Adapun sebagai informasi, Dwi sebagai awardee berkewajiban untuk mengabdi dengan skema selama 2 kali masa studi ditambah 1 tahun (2N+1) secara berturut-turut.
Dwi sontak turun gunung dan memberikan klarifikasi bahwa ia sudah merampungkan kewajibannya tersebut.
"Secara administratif, saya telah menuntaskan kewajiban pengabdian saya kepada Indonesia selama enam tahun, terhitung sejak 2017 hingga 2023, setelah menyelesaikan studi S2 saya," tegas Dwi dalam pernyataan lanjut.
Minta maaf usai studi suami terancam kembalikan uang LPDP
Dwi kini tak bisa berkelit lebih banyak lantaran tak sedikit pihak yang memberi sanksi tegas.
Menteri Keuangan RI, Purbaya dalam keterangan resminya menyatakan bahwa Dwi dan sang suami akan mendapat blacklist.
"Mereka tidak bisa kerja lagi dengan pemerintah di sini, selama saya di sini atau di blacklist permanen," tegas Menteri Purbaya, Senin (23/2/2026).
Tak berhenti di situ, Arya Iwantoro atau suami Dwi juga terancam harus mengembalikan uang LPDP termasuk bunga.

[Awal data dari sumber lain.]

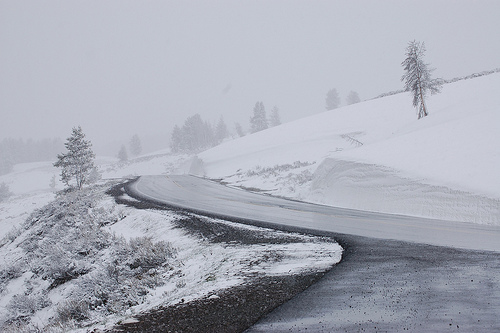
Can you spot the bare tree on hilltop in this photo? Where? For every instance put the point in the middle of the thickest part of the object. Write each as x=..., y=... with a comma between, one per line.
x=332, y=99
x=353, y=98
x=135, y=145
x=258, y=122
x=122, y=154
x=274, y=118
x=78, y=163
x=221, y=131
x=417, y=77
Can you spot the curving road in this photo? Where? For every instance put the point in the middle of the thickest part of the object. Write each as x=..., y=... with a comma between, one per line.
x=209, y=197
x=391, y=280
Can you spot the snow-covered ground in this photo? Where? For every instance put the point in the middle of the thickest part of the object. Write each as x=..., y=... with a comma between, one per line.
x=71, y=265
x=377, y=156
x=373, y=155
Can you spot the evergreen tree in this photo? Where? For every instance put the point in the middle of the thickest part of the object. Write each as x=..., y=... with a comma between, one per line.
x=52, y=183
x=417, y=77
x=258, y=122
x=332, y=99
x=176, y=140
x=122, y=154
x=239, y=130
x=4, y=192
x=352, y=98
x=78, y=163
x=275, y=118
x=135, y=145
x=220, y=131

Itu semua mengarah ke fakta bahwa Arya Irwantoro belum menyelesaikan pengabdiannya.
"Kami (bersama Dirut LPDP) sudah bicara dengan suami terkait dan sepertinya dia sudah setuju untuk mengembalikan uang yang pakai LPDP," lanjut ungkap Purbaya.
“Itu uang dari pajak dan dari sebagian utang yang kita sisihkan buat mengembangkan SDM. Kalau cuma dibuat menghina negara, ya harus dikembalikan," pungkasnya.

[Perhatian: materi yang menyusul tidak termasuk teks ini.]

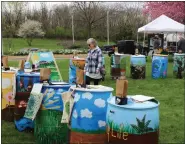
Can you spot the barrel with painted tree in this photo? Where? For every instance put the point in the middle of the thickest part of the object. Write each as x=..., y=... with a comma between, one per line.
x=138, y=66
x=179, y=66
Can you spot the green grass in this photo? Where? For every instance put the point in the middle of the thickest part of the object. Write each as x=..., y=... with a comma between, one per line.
x=169, y=92
x=48, y=44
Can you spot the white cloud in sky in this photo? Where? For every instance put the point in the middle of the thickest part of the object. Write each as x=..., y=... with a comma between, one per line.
x=87, y=95
x=99, y=103
x=101, y=123
x=6, y=82
x=86, y=113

Dwi Sasetyaningntas kini mau tidak mau harus mengalah dan meminta maaf.
Ia merilis permintaan maaf terbuka melalui Instagram pribadinya.
"Sehubungan dengan unggahan saya sebelumnya yang memuat kalimat “cukup saya saja yang WNI, anak-anak saya jangan”, dengan ini saya menyampaikan permohonan maaf secara terbuka kepada seluruh masyarakat yang merasa tersakiti, tersinggung, maupun tidak nyaman atas pernyataan tersebut," tulis Dwi melalui akun pribadinya.